Lyon, au contraire, avait résisté avec la plus grande opiniâtreté aux armes
d’Aurélien. L’histoire dit que Lyon fût puni [971] ,
elle ne parle pas de la récompense d’Autun. Telle est en effet la politique des
guerres civiles. Les injures laissent des traces profondes : on oublie les
services les plus importants. La vengeance est utile, la reconnaissance
dispendieuse.
Aurélien ne se fut pas plus tôt emparé de la personne et des
provinces de Tetricus [an 272] , qu’il tourna ses armes contre Zénobie,
cette fameuse reine de Palmyre et de l’Orient. Dans l’Europe moderne plusieurs
femmes ont soutenu glorieusement le fardeau d’un empire, et notre propre siècle
en offre de beaux exemples. Mais, si nous en exceptons Sémiramis, dont les
exploits paraissent incertains, Zénobie est la seule femme dont le génie
supérieur ait brisé le joug de cette indolence servile à laquelle les mœurs et
le climat de l’Asie assujettissaient son sexe [972] . Elle se disait
descendue des anciens rois macédoniens qui régnèrent en Égypte : sa beauté
égalait celle de Cléopâtre ; et elle surpassait de bien loin cette
princesse en valeur et en chasteté [973] .

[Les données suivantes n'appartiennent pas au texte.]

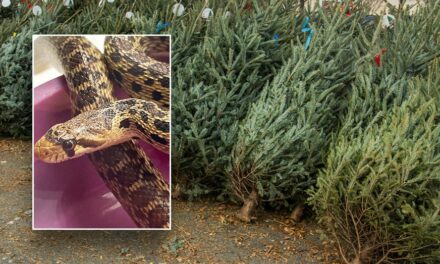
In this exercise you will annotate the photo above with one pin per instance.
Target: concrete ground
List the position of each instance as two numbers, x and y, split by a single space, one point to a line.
202 232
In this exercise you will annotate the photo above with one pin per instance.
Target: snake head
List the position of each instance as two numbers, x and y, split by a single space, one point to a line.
67 141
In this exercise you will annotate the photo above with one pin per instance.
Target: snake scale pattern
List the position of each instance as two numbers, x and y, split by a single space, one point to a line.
103 127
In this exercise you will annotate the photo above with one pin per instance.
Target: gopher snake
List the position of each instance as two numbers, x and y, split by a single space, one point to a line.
103 127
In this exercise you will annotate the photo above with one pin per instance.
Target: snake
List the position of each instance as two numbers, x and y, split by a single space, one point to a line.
106 129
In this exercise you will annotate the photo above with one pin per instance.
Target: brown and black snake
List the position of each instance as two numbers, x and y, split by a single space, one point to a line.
105 128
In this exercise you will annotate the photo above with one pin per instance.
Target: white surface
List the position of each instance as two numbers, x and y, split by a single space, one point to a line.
46 64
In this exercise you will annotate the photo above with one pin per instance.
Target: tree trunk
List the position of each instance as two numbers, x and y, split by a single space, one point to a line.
297 212
248 207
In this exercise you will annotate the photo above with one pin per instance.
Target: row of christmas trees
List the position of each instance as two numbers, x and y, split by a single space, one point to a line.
278 105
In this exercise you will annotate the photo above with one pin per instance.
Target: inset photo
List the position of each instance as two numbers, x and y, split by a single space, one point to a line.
101 132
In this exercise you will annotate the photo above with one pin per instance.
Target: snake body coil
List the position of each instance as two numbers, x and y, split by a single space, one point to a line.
101 123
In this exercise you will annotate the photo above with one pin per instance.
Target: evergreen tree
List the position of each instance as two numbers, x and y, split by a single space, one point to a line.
217 75
378 194
284 137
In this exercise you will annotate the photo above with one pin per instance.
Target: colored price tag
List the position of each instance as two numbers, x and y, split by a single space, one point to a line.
276 37
306 28
160 26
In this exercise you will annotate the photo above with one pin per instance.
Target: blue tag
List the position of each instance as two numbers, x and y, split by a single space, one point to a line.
161 26
305 28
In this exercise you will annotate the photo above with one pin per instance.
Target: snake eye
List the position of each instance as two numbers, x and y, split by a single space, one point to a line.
68 145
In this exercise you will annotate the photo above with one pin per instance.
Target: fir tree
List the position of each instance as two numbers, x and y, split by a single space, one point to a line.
378 194
284 137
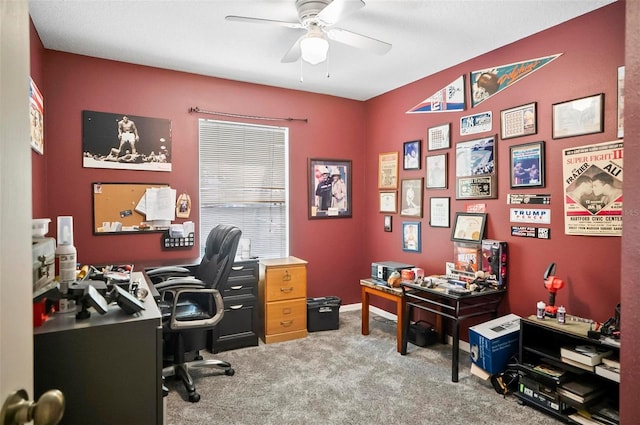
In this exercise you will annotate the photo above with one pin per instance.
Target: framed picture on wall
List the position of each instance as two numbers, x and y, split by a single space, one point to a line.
439 137
411 236
468 227
527 165
411 155
476 176
578 117
388 170
411 204
329 188
436 171
518 121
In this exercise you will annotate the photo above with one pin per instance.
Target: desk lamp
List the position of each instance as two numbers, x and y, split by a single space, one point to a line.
553 285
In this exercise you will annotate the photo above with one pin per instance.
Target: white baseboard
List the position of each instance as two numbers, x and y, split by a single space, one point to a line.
464 345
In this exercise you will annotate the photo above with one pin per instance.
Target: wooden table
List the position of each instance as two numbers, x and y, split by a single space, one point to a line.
369 287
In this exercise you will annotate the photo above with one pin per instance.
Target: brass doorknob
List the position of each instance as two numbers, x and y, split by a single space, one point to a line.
18 410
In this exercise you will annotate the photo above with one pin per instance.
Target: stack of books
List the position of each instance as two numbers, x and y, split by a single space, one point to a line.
580 392
584 356
610 369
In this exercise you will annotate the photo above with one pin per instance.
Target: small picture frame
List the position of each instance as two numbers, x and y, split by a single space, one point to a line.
388 170
389 201
329 188
436 171
411 155
527 165
518 121
411 236
411 204
578 117
439 137
469 227
387 223
439 212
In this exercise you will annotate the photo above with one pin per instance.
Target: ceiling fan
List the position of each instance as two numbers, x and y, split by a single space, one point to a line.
318 18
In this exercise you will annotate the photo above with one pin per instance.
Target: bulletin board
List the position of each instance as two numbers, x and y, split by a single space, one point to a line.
116 202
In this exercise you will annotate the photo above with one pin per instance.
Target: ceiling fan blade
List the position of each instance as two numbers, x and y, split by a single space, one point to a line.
247 19
359 41
339 9
294 52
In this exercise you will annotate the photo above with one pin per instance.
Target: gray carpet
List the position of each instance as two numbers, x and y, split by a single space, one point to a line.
343 377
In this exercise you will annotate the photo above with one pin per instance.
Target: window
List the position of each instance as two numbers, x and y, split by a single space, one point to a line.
244 181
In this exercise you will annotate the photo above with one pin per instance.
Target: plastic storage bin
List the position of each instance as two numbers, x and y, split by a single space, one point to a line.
323 313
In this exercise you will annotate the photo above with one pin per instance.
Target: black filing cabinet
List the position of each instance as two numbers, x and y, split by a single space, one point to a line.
238 327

Élevée au-dessus de son sexe par ses qualités éminentes Zénobie, était encore
la plus belle des femmes. Elle avait (car en parlant d’une femme, ces
bagatelles deviennent des détails importants) le teint brun, les dents d’une
blancheur éclatante, une voix forte et harmonieuse, et de grands yeux noirs,
dont une douceur attrayante tempérait la vivacité. L’étude avait éclairé son
esprit, et en avait augmenté l’énergie naturelle. Elle n’ignorait pas le
latin ; mais elle possédait au même degré de perfection le grec, le
syriaque et la langue égyptienne. Elle avait composé pour son usage un abrégé
de l’histoire d’Orient ; et, guidée par le sublime Longin, elle comparait
familièrement les beautés d’Homère et de Platon.
Cette femme accomplie avait épousé Odenat, qui, né dans une
condition privée [974] ,
monta sur le trône de l’Orient. Elle devint bientôt l’amie et la compagne d’un
héros. Odenat aimait passionnément la chasse : en temps de paix, il se
plaisait à poursuivre les bêtes farouches du désert, les lions, les panthères
et les ours : Zénobie se livrait avec la même ardeur à ce dangereux exercice.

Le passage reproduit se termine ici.